I bristled. “I’m not your chew toy, Eshe. I’ll work for you the same way I work for Armaeus. On my own hours, and not until you’ve paid me a retainer fee.”
 

“Unacceptable. Do you have any idea how long I’ve been without—”
 

“And do you really want to push me? You’ve already agreed to leave me alone the moment my senses return to normal. That could happen in the next thirty minutes if you’re not careful. And thirty minutes is about all the patience I have for this science experiment right now. So you want a piece of me, then let’s go. But I’m out of here after that.”
 

“Out of here.” She smirked. “You reek of Armaeus’s touch.
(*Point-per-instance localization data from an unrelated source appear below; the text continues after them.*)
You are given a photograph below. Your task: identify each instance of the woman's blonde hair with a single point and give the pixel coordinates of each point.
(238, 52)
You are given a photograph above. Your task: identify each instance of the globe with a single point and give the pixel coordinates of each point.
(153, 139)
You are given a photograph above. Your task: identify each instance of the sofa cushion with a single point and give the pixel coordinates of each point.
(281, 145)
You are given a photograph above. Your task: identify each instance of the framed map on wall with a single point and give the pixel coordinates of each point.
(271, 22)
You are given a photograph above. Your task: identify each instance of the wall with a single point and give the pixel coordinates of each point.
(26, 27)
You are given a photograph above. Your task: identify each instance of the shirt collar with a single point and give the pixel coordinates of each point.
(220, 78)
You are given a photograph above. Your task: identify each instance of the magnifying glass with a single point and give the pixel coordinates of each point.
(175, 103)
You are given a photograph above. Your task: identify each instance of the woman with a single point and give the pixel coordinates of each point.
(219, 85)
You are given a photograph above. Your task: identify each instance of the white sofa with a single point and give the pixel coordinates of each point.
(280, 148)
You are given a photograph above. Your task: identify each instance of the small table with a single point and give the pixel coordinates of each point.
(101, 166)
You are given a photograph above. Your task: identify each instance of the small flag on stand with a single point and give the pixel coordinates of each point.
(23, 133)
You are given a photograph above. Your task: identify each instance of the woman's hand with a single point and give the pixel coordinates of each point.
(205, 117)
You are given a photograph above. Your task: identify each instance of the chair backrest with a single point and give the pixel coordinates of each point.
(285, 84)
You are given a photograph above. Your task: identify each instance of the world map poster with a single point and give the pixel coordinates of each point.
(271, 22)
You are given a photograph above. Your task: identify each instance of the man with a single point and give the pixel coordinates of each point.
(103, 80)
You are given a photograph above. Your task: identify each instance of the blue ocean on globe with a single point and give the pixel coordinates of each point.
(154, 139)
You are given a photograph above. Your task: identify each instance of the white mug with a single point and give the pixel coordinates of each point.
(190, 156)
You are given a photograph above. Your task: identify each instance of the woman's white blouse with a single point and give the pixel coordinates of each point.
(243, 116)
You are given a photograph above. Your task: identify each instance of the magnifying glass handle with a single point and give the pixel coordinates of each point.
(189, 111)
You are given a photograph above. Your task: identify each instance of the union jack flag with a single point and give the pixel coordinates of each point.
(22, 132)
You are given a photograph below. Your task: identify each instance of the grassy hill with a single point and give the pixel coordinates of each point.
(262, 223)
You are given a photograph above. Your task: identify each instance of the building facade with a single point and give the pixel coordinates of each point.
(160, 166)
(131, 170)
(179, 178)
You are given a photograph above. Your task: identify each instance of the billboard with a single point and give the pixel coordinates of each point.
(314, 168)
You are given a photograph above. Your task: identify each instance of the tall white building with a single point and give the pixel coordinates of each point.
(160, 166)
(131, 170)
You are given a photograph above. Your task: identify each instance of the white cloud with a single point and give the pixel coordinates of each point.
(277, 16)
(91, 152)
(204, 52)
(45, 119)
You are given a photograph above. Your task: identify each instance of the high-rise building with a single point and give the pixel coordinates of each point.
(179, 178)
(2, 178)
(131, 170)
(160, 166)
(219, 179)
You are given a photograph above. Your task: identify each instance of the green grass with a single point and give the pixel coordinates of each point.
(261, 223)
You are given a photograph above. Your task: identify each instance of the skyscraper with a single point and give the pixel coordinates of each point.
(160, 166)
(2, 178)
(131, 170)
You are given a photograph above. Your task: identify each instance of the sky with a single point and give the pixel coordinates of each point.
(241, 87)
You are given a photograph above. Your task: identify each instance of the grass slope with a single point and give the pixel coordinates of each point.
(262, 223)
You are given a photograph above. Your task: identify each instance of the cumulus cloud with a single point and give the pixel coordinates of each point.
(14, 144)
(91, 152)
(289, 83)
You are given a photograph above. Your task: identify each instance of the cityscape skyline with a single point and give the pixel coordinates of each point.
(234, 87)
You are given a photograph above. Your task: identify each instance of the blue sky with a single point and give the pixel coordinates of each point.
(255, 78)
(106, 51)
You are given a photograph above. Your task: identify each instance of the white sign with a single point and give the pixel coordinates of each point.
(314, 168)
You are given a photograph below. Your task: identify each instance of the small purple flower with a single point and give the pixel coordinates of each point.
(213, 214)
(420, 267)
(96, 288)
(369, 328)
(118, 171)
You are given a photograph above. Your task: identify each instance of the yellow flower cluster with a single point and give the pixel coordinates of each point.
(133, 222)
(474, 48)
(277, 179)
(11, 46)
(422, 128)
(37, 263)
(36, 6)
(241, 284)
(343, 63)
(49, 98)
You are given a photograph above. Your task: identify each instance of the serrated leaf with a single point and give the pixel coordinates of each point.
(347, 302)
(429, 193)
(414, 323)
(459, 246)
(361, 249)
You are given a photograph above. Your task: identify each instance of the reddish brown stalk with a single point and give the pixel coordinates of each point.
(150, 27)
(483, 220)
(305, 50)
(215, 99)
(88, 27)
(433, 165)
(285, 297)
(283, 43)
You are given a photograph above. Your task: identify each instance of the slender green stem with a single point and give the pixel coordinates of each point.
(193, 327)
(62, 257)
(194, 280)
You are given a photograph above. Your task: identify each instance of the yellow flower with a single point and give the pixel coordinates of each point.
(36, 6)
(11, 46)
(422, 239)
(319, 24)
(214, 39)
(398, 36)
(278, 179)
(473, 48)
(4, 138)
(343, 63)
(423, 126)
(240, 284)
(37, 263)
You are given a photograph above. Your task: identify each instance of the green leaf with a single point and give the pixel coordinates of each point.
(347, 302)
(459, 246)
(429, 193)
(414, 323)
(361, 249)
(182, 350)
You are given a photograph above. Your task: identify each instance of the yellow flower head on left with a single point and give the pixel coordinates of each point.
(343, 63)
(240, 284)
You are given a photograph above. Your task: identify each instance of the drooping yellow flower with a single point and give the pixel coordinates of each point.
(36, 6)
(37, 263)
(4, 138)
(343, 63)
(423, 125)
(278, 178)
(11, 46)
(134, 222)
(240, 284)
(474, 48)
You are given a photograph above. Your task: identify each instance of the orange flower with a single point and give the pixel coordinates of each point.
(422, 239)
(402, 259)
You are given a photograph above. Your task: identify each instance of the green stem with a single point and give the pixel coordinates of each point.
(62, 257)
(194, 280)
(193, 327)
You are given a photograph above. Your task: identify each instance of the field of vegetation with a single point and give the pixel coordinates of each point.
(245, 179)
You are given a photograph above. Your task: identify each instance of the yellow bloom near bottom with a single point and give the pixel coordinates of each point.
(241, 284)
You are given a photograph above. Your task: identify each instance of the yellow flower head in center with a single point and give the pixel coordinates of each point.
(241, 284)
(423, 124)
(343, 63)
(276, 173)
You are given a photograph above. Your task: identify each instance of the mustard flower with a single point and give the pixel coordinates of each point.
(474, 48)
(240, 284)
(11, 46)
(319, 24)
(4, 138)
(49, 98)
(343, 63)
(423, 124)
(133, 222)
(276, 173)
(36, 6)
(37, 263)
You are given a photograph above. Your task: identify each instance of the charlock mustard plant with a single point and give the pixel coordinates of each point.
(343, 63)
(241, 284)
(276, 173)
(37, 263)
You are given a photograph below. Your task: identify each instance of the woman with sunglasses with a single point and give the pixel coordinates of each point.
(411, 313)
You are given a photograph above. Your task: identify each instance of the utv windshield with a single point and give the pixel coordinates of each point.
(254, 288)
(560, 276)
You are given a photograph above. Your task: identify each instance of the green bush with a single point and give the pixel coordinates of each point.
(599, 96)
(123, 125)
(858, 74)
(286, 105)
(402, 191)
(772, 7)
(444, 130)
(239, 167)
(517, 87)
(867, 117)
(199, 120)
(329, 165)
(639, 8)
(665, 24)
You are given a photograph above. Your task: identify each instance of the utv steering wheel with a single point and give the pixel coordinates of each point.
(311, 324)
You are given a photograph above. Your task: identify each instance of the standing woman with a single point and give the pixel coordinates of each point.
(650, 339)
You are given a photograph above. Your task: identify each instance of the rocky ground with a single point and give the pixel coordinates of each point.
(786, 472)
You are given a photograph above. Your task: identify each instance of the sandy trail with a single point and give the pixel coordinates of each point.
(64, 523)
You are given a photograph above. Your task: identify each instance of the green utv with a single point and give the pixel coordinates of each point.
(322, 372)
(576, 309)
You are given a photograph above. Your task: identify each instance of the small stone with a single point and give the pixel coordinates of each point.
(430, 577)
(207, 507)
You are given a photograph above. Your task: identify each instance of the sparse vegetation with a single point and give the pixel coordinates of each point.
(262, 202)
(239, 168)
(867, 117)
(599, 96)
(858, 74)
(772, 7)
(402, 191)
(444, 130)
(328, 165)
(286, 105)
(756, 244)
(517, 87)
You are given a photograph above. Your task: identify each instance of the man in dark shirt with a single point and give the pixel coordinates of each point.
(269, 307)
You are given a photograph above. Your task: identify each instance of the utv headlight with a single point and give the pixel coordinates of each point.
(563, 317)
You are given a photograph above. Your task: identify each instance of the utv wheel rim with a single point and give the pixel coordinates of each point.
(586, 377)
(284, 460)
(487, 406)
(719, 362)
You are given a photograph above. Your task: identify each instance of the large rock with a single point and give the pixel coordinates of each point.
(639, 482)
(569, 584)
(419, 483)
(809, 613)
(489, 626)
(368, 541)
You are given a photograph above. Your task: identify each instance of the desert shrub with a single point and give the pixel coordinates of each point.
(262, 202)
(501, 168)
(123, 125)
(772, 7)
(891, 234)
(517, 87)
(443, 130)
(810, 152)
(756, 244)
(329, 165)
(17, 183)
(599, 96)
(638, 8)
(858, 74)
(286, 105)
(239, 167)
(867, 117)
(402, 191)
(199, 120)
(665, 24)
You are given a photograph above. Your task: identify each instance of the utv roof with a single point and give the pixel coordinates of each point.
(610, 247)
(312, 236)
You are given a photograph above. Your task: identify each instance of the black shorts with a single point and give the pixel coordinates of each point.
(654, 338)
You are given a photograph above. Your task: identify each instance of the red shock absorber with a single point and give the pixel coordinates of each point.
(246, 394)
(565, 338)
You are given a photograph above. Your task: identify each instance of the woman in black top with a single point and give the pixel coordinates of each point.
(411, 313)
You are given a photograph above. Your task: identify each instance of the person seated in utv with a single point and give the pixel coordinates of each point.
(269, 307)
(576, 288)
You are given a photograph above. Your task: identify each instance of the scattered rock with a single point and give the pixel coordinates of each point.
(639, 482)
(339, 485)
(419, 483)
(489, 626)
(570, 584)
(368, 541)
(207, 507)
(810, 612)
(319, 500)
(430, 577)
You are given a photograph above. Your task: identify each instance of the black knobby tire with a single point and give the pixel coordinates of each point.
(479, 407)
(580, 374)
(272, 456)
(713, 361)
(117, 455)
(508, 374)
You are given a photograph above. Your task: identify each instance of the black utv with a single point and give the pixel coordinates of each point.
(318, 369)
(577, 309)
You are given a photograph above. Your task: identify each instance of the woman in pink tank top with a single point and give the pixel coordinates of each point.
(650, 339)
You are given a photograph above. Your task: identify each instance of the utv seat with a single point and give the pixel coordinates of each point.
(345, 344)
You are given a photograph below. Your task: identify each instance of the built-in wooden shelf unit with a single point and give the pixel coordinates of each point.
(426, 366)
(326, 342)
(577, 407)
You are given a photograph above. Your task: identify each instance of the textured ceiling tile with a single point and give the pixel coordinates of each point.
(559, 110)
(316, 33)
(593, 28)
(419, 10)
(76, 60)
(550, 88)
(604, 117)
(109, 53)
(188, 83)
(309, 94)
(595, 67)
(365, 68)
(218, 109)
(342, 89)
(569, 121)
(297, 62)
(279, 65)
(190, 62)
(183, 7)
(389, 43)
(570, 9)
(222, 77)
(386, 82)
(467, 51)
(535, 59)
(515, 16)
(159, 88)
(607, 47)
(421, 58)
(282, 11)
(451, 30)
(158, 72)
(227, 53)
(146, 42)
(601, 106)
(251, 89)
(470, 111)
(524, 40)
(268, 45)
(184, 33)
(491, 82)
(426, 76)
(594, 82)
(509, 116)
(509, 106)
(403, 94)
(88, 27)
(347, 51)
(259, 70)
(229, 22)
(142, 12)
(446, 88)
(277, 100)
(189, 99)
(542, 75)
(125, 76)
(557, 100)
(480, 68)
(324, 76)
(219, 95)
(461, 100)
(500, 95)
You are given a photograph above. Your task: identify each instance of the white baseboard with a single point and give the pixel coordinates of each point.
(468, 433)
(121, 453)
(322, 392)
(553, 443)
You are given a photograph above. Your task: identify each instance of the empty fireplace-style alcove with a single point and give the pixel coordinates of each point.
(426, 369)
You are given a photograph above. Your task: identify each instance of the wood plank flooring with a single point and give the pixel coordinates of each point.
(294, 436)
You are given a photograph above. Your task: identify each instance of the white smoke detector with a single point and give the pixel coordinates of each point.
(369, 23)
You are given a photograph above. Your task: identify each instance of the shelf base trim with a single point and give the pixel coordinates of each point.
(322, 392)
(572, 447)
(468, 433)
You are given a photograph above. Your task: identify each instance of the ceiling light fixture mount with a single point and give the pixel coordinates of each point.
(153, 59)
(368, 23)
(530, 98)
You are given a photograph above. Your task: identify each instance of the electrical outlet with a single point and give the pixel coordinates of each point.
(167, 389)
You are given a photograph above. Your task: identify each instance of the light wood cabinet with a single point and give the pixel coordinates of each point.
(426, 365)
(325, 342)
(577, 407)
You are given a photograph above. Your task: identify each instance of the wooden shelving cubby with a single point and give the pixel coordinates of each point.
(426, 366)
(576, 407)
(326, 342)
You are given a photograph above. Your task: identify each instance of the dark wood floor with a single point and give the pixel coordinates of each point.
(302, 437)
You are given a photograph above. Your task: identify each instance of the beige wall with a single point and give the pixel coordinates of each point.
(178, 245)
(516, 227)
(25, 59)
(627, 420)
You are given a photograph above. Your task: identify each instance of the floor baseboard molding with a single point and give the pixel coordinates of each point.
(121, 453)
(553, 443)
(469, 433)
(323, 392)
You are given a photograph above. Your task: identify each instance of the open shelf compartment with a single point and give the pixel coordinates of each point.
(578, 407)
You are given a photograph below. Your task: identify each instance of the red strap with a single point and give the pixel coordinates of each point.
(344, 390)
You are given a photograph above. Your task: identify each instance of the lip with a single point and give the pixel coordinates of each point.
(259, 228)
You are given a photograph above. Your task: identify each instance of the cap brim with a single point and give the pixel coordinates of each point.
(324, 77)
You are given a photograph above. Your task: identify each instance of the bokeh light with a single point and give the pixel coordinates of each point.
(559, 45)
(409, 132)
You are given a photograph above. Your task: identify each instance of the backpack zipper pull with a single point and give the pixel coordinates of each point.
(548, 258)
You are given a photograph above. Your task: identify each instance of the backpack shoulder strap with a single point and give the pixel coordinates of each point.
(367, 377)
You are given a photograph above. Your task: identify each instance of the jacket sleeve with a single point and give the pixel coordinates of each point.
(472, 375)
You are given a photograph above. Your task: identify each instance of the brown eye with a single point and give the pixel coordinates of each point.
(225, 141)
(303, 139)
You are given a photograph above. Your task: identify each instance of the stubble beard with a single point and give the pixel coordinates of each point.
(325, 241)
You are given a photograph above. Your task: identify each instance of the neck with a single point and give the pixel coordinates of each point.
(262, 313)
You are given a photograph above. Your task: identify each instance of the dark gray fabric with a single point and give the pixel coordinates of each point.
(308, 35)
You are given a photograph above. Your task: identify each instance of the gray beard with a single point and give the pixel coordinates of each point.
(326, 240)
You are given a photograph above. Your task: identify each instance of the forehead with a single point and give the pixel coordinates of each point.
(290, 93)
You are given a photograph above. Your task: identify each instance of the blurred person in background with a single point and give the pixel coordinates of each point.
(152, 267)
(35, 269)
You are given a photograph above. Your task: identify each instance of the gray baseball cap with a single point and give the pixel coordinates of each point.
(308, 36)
I don’t think he’s going to be letting you go anytime soon.”
 

“Not your problem.” I didn’t miss Armaeus’s cold stare at my profile. I couldn’t figure him out. He’d just put me back together like Humpty Dumpty after the fall, then extorted me to work in this city for God only knew how long. Not for the first time, I began to suspect he had an end game that I wasn’t going to like. Also, not for the first time, the itch to flee became overwhelming.
 

Flee this man, flee this city, flee this life.
 

Then my gaze flicked past Eshe’s sneer and into the room next door. Once again, I was seeing the oracles of Kavala behind glass, like they were circus animals on display. That would have been their future with Jerry Fitz without question, and my heart twisted into a hard little knot. The girls were fully awake, their faces luminous with youth and frailty. Away from the
smoke and filmy costumes, they looked like ordinary girls. Girls with a future. Girls with hope.
 

Like the little girls and boys whose pictures still haunted me. The ones I wasn’t able to save when I’d been barely more a kid myself.
 

And they were staring out into the observation room, their eyes filled with wonder, as if they were viewing an actual goddess in their midst. Or a savior. Or the Stay Puft Marshmallow Man.
 

But they weren’t looking at Eshe. They were looking at me.
 

I sighed, then glared again at the High Priestess. “Let’s get this done.”
 

“Of course,” she purred, putting out her hand to draw me toward her. “This will only hurt a little.”
 

 

Chapter Twenty-Five
 

I had to handle it to the council. When they wanted to put on a show, they put it on with style.
 

We stood in an antechamber, waiting to be ushered into the council’s grand meeting hall. I was edgy, ready to go, since Armaeus had spent the last few hours annoying the crap out of me with delays. First I had to shower, then eat, then sit in a quiet room to “meditate.” Read: “fall asleep.” He’d finally shown up again, with a new set of clothes that apparently had been ordered up by Sister Fashionista. I was now wearing designer trousers over my boots, and my tank was covered by a shimmery white shirt with long sleeves. I looked like a receptionist at a high-end art gallery. Eshe had wanted me in a toga, but even I had my limits.